RichardoC/kube-audit-rest

full-elastic-stack vector error messages not being able to push data to elasticsearch

fjellvannet opened this issue · 7 comments

I have deployed the full-elastic-stack example in my microk8s-cluster with three nodes. It works in a way that data is arriving in elasticsearch, however regularly the following error messages come up:

vector 2024-06-26T08:27:25.641854Z ERROR sink{component_kind="sink" component_id=elastic-sink component_type=elasticsearch component_name=elastic-sink}:request{request_id=17701}: vector_common::internal_event::component_events_dropped: Events dropped intentional=false count=3 reason="Service call failed. No retries or retries exhausted." internal_log_rate_limit=true                                                                vector 2024-06-26T08:28:21.686515Z ERROR sink{component_kind="sink" component_id=elastic-sink component_type=elasticsearch component_name=elastic-sink}:request{request_id=17728}: vector::sinks::util::retries: Not retriable; dropping the request. reason="error type: illegal_argument_exception, reason: Limit of total fields [1000] has been exceeded" internal_log_rate_limit=true                                                      vector 2024-06-26T08:28:21.686613Z ERROR sink{component_kind="sink" component_id=elastic-sink component_type=elasticsearch component_name=elastic-sink}:request{request_id=17728}: vector_common::internal_event::service: Service call failed. No retries or retries exhausted. error=None request_id=17728 error_type="request_failed" stage="sending" internal_log_rate_limit=true                                                           vector 2024-06-26T08:28:21.686638Z ERROR sink{component_kind="sink" component_id=elastic-sink component_type=elasticsearch component_name=elastic-sink}:request{request_id=17728}: vector_common::internal_event::component_events_dropped: Events dropped intentional=false count=12 reason="Service call failed. No retries or retries exhausted." internal_log_rate_limit=true

So it seems like some data can be pushed, while other data cannot be pushed. Is there a way to further debug this or figure out what exactly is happening? Unfortunately the error messages themselves are very unclear.

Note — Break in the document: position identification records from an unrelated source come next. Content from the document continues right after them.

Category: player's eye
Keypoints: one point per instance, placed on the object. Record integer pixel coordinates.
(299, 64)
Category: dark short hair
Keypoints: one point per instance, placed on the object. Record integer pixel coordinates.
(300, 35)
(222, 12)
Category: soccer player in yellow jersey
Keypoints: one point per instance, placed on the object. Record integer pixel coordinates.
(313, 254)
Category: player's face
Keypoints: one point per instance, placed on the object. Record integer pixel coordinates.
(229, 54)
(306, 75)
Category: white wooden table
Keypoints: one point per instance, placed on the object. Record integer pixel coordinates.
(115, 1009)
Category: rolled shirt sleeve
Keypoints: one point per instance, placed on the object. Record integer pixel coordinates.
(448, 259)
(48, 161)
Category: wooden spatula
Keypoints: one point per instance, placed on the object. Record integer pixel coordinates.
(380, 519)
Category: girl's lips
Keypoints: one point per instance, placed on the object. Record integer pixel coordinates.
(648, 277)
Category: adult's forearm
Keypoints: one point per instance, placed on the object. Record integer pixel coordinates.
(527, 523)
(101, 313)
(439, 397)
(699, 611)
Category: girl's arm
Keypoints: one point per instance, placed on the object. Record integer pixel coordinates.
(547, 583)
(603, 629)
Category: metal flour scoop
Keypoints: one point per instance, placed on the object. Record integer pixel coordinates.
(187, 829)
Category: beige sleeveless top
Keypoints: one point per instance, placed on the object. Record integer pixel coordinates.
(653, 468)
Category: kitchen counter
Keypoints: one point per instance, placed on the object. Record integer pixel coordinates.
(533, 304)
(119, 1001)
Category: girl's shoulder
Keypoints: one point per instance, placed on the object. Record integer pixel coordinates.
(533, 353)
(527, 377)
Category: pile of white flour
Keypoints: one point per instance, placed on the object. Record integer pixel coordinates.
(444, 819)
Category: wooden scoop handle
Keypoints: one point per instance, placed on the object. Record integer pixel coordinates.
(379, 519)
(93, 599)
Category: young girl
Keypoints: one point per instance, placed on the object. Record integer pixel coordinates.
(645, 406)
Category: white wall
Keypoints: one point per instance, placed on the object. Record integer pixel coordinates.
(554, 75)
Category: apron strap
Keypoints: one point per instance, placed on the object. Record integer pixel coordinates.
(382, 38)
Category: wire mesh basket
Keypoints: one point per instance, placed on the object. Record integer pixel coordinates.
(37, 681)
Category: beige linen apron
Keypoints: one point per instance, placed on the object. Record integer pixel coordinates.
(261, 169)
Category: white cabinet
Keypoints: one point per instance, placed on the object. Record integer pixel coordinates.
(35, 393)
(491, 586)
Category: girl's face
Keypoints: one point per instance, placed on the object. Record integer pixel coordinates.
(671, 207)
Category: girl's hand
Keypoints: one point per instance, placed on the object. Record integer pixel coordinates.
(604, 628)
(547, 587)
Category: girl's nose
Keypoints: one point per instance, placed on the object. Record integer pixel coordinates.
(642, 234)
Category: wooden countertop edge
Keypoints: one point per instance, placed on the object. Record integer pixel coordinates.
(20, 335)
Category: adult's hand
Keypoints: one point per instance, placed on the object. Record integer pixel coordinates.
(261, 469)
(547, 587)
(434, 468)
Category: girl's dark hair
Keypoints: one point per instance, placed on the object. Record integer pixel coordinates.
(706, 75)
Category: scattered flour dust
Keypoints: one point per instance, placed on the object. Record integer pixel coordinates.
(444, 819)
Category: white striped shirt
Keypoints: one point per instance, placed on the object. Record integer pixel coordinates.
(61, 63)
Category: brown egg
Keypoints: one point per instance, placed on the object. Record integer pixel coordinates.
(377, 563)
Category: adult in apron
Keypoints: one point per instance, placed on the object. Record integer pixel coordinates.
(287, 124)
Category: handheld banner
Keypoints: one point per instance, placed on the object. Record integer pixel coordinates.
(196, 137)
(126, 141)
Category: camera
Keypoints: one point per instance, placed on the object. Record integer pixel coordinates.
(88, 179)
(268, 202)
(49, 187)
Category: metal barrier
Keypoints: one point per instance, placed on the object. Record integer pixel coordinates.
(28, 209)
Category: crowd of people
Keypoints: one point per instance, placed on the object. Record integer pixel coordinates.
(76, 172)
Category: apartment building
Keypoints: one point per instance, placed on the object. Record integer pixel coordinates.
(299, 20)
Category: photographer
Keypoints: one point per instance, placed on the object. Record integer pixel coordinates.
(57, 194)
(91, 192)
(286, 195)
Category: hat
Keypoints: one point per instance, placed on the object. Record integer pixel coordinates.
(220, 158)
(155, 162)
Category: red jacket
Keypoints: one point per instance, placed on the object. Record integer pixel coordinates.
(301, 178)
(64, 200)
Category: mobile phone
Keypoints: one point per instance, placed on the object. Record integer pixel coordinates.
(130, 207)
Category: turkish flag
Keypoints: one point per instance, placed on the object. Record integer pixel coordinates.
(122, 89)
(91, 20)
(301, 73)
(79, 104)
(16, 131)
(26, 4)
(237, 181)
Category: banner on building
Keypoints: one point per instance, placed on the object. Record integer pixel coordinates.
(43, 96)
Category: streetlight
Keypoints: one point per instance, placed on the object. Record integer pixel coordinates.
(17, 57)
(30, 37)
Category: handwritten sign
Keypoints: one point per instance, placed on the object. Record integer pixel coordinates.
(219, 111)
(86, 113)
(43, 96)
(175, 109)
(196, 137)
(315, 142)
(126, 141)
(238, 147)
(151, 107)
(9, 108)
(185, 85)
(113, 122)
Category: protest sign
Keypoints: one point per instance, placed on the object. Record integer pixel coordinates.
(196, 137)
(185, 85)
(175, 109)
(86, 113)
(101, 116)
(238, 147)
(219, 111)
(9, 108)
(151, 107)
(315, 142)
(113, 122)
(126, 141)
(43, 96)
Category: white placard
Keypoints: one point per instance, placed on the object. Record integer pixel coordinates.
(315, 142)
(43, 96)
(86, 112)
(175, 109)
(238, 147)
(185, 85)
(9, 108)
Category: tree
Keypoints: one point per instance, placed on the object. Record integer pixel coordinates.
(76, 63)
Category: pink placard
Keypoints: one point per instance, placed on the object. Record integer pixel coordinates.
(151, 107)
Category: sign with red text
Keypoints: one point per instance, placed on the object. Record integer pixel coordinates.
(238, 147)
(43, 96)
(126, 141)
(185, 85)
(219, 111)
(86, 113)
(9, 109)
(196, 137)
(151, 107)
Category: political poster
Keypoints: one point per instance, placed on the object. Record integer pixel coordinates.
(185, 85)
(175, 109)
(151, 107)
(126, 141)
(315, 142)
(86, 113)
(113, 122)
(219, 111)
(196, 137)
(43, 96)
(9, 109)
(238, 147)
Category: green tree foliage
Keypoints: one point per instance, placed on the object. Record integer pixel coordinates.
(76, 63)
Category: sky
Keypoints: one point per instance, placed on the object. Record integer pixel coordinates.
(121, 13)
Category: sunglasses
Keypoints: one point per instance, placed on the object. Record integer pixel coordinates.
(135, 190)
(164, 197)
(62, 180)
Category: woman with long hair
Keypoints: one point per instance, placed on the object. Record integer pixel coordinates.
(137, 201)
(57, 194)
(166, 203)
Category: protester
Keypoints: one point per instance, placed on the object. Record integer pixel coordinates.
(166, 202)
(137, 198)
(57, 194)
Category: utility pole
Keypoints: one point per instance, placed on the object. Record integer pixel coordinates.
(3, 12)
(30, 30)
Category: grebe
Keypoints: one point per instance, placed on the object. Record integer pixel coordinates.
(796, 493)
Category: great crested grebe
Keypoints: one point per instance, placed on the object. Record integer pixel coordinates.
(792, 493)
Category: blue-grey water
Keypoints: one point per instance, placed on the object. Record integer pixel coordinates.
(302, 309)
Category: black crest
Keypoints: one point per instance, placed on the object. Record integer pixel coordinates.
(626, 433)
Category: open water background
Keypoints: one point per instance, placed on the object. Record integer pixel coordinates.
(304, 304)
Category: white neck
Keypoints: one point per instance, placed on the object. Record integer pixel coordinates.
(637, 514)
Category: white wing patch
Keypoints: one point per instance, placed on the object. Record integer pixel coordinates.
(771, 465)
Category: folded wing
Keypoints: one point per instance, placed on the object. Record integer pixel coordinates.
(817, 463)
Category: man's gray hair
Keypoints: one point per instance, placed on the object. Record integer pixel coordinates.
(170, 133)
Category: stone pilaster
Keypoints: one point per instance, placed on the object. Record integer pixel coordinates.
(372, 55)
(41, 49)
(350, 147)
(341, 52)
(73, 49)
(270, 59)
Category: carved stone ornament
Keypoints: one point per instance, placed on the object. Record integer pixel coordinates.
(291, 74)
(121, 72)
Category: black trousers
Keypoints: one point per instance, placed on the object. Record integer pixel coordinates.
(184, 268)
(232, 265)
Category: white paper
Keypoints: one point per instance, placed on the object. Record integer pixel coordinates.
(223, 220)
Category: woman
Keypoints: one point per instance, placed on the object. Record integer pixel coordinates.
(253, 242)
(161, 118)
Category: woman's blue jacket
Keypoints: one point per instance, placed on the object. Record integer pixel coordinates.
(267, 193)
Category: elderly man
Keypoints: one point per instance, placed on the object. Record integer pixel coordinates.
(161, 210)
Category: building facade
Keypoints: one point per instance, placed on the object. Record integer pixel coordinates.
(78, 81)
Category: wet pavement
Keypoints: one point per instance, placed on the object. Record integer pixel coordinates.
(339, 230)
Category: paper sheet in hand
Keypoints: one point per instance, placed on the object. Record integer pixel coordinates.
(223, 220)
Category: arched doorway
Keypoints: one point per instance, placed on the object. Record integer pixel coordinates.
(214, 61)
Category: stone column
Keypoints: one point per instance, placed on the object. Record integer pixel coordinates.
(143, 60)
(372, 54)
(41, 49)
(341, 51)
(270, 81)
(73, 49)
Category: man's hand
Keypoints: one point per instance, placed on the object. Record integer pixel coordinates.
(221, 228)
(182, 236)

The issue is most likely this line here https://github.com/RichardoC/kube-audit-rest/blob/main/examples/full-elastic-stack/k8s/kube-audit-rest.yaml#L23 where max_depth is 5, try using 2 instead and see if that fixes the issue. You'll have to drop the existing indicies as this changes the index schema. The logs will be less nice to read but should all be ingested.

This issue is likely happening because elastic tries to guess the schema of your messages based on what you send it. This can mean that if you later send a more complicated message Elastic rejects it because your message has fields it wasn't expecting.

If this fixes your issue, mind opening a PR for changing this default?

This fixed it indeed! I actually spent half a day fixing exactly the same issue in Logstash (with the request- and responseobject not being regular). I solved it in the same way there.

I'd love to make a PR, but I don't have write access to this repository, so I was not allowed to upload it.

I also have two other PR's ready, that fix some other smaller issues I had in the example.

Also wanted to say that this tool seems awesome! Now that it works it is so much better than not having any access to audit logs at least.

I actually currently evaluated this product in my master's thesis about intrusion detection in Kubernetes. I can gladly tell you that you and this tool are cited in there!

That's great to hear! Mind sharing the link if it's open access? Would be great to add that citation as a testimonial!

For the permission issues, you should be able to fork the repository, make the changes and then open a PR. If you've any issues let me know as it'd be great to get those issues fixed.

It will be published soon when it's delivered, yet it's work in progress :)

I'll drop by the link when it has been published ;)

It will be published soon when it's delivered, yet it's work in progress :)

I'll drop by the link when it has been published ;)

Thanks, good luck with the writeup!

Mind if I close out this issue now we've fixed the issue with the dropped messages?

The issue is more than fixed! Thank you

Still impressed by the lightning fast answer